Dépêchons-nous d’être en retard sur l’évolution technologique, et de nous laisser dépasser par les pratiques avant de réagir, peut-être. C’est en substance le message adressé aux auteurs par le ministère de la Culture, qui a répondu à de nombreuses questions posées ces derniers mois par différents députés, au nom du Syndicat national des auteurs et compositeurs. Ces députés s’inquiétaient du contrat d’édition, encadré par la loi en France depuis 1957, et qui n’a jamais évolué depuis, alors qu’il est totalement inadapté à l’édition numérique.
En effet, la section du code de la propriété intellectuelle consacrée aux contrats d’édition paraît aujourd’hui totalement anachronique. Il oblige par exemple l’éditeur à « fabriquer ou faire fabriquer des exemplaires de l’œuvre », à « indiquer le nombre minimal d’exemplaires constituant le premier tirage », à communiquer à l’auteur un état des ventes avec « le nombre d’exemplaires fabriqués en cours d’exercice et précisant la date et l’importance des tirages et le nombre des exemplaires en stock », etc.
En signant un contrat d’édition, l’auteur cède à l’éditeur les droits sur son œuvre, mais en contrepartie l’éditeur doit « assurer à l’œuvre une exploitation permanente et suivie et une diffusion commerciale ». Ainsi si l’éditeur n’assure pas son travail d’éditeur, l’auteur peut casser le contrat et aller voir ailleurs.Cette faculté est consacrée par l’article L132-17, qui dispose que « la résiliation a lieu de plein droit lorsque, sur mise en demeure de l’auteur lui impartissant un délai convenable, l’éditeur n’a pas procédé à la publication de l’œuvre ou, en cas d’épuisement, à sa réédition ».

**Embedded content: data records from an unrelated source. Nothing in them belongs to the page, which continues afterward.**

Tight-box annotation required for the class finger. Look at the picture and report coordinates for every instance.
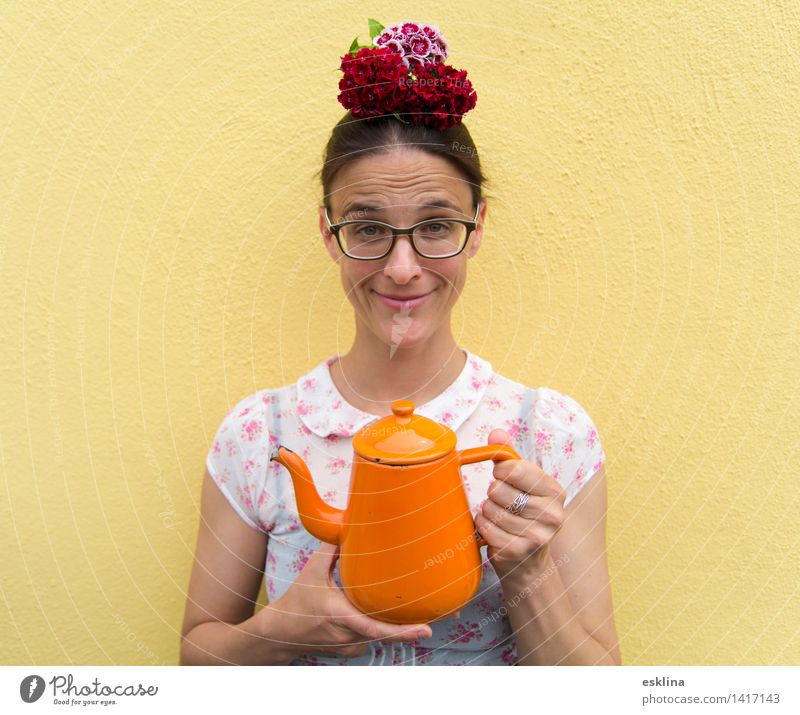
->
[475,510,516,550]
[338,612,432,643]
[309,540,338,559]
[492,459,557,497]
[300,541,339,575]
[486,479,561,521]
[381,623,433,643]
[481,496,538,536]
[331,597,432,641]
[488,428,514,447]
[335,642,370,658]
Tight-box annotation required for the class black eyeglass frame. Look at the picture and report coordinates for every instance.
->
[323,203,481,260]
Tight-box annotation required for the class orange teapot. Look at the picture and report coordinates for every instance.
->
[269,399,521,624]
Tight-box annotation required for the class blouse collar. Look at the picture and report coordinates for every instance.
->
[295,347,494,438]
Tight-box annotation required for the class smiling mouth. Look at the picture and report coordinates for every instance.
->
[372,289,434,309]
[374,291,430,300]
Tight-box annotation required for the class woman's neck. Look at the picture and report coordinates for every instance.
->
[329,331,466,417]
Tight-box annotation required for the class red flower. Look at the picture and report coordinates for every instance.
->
[337,46,477,131]
[408,62,477,131]
[338,47,410,120]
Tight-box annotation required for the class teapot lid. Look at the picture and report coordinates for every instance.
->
[352,399,457,465]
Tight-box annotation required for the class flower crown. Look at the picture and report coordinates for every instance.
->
[336,19,478,132]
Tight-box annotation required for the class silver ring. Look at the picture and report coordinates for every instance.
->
[507,491,529,516]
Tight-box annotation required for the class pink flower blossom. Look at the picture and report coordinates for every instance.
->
[505,418,529,442]
[501,645,516,665]
[535,428,553,454]
[238,484,253,510]
[447,622,483,644]
[291,548,311,573]
[241,419,263,442]
[327,457,347,474]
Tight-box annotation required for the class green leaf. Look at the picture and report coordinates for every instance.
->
[368,19,385,41]
[348,37,361,55]
[392,112,410,124]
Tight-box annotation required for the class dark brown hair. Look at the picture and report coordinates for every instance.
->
[316,111,492,217]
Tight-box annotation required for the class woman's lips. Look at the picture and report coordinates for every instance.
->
[372,289,433,310]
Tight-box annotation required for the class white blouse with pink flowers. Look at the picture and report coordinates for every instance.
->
[205,347,606,665]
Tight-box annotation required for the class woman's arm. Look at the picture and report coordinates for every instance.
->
[181,470,436,664]
[499,466,621,665]
[180,469,294,665]
[181,605,296,666]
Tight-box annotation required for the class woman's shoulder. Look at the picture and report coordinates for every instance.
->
[208,379,298,443]
[223,369,306,414]
[489,372,578,408]
[485,371,605,500]
[205,382,298,531]
[217,385,282,418]
[487,369,594,419]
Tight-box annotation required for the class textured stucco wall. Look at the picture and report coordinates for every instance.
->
[2,2,799,665]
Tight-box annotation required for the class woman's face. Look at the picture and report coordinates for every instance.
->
[318,148,486,350]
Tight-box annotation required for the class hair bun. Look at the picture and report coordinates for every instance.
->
[337,19,477,131]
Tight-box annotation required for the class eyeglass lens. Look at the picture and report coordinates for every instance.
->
[340,220,468,258]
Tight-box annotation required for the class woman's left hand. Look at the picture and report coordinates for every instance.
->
[475,429,567,584]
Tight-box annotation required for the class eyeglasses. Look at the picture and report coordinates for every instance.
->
[323,204,481,260]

Mais dans l’univers numérique, quand est-ce que l’éditeur est réputé avoir « publié l’œuvre » et assuré une « exploitation permanente et suivie » du livre électronique ? Sachant que l’éditeur ne peut « apporter à l’œuvre aucune modification », cela interdit-il aussi les liens hypertextes ou l’ajout de bannières publicitaires ? L’éditeur a-t-il le droit de proposer ses livres sous forme d’abonnement à son catalogue plutôt que par vente à l’exemplaire ?
En guise de réponse, le ministère de la Culture botte en touche et donne un répit aux éditeurs. Il juge que les principes fixés en 1957 « sont toujours d’actualité et doivent conduire tout particulièrement l’éditeur à (…) respecter son obligation d’exploitation de l’œuvre afin de lui donner toutes ses chances de succès auprès du public« .

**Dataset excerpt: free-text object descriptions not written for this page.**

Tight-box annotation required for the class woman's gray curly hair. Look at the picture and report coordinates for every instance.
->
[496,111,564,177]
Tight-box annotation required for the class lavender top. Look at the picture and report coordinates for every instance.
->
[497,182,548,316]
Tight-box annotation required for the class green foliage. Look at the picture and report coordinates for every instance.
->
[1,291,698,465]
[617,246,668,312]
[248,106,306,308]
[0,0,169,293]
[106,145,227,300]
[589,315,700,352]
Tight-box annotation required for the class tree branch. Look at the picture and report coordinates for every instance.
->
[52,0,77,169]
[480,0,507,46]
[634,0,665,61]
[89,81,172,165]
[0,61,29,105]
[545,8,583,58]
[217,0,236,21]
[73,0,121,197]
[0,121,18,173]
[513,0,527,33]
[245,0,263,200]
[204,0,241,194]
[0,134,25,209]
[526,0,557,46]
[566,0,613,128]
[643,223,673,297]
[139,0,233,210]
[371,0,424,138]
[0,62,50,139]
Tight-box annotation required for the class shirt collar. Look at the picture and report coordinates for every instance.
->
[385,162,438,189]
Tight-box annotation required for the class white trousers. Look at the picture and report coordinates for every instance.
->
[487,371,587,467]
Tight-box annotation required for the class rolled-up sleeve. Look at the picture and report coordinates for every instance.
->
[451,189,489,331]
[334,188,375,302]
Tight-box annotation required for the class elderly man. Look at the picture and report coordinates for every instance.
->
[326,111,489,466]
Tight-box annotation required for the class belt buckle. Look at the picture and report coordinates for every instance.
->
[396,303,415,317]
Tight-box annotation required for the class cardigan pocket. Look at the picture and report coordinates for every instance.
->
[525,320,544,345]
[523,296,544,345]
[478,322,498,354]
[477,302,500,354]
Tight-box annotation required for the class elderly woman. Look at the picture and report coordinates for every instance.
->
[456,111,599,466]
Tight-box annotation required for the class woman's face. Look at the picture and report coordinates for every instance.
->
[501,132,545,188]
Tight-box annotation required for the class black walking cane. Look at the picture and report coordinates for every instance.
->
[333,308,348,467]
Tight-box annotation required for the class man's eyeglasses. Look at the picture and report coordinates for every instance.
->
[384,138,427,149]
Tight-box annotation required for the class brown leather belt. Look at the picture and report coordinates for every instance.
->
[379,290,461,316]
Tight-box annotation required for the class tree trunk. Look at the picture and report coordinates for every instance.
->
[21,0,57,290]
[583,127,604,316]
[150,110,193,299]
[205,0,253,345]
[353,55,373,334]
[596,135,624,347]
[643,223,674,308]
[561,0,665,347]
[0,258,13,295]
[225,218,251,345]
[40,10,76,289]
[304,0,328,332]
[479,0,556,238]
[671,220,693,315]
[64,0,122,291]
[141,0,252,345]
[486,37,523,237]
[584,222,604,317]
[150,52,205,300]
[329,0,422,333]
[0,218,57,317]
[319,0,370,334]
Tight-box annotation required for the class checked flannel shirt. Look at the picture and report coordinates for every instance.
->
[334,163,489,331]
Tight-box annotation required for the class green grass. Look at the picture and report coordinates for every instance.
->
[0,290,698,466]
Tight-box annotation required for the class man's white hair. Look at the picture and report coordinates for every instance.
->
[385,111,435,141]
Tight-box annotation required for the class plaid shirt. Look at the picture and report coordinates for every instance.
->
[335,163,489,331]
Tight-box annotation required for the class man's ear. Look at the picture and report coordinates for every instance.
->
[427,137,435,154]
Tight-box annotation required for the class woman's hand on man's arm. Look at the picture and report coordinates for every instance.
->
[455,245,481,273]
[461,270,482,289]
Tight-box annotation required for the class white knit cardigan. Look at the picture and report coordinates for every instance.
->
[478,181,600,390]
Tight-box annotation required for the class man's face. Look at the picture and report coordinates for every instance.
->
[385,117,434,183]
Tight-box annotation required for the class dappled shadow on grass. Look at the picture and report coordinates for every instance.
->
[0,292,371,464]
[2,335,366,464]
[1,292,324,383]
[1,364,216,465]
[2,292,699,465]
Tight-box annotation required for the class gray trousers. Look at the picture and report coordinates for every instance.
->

« Ces principes sont adaptables aux évolutions technologiques par le simple fait d’ajustements des pratiques contractuelles existantes. Il serait prématuré de faire évoluer ce cadre légal sans avoir de connaissance précise des modèles économiques qui caractériseront l’exploitation du livre numérique« , ajoute-t-il. Le cabinet de Frédéric Mitterrand dit souhaiter « laisser sa chance à la négociation interprofessionnelle« , avant toute régulation. Des discussions doivent d’ailleurs s’engager avec le Syndicat national de l’édition dans les prochaines semaines.